Researchers at the University of Bristol have established a direct link between man-made earthquakes in Oklahoma and the depths at which wastewater is injected into the ground by the oil and gas industry.

Damaging earthquakes have become a fact of life in Oklahoma, impacting residents and even leading to legal charges against well operators. Induced earthquakes pose a growing threat to commercial infrastructure, such as the oil storage facility at Cushing.

Although the connection between earthquakes and deep water injection has been previously established, an unprecedented surge in earthquake activity has raised serious concern.

At the peak of seismic activity in Oklahoma since 2011, the annual number of earthquakes increased by 800 times. During this same time frame, well operators injected an average of 2.3 billion barrels of wastewater each year.

Fluids are typically disposed of at depths far below the level of freshwater sources, one or two kilometers beneath the ground. As a result of the current study, researchers have determined that the frequency of Oklahoma’s earthquakes is strongly linked to the depth of wastewater injection.

“Our new modelling framework provides a targeted, evidential basis for managing a substantial reduction in induced seismicity in Oklahoma, with extensive possibilities for application elsewhere in the world,” said lead author Dr. Thea Hincks. “This marks a step forward in understanding the evolution of seismicity in the Oklahoma region.”

The research team investigated the connection between injection volume, depth, and location over the course of 6 years. They used an advanced computer method to combine data on wastewater injection with earthquake data from the U.S. Geological Survey.

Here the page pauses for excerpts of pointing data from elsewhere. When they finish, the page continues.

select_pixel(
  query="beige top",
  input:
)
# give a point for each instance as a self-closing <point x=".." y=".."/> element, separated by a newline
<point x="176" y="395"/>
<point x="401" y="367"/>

The team discovered that the depth and volume of the injections have a critical influence on potential seismic activity. Injection volume becomes more significant at depths where layered sedimentary rocks meet crystalline basement rocks because fractured basement rocks are much more susceptible to earthquakes.

“The underlying causes of Oklahoma’s induced earthquakes are an open and complex issue, not least because there are over 10,000 injection wells, with many different operators and operating characteristics, all in an area of complex geology,” explained co-author Dr. Tom Gernon.

“Thanks to an innovative model capable of analysing large and complex data sets, our study establishes for the first time a clear link between seismicity and fluid injection depth.”

The study is published in the journal Science.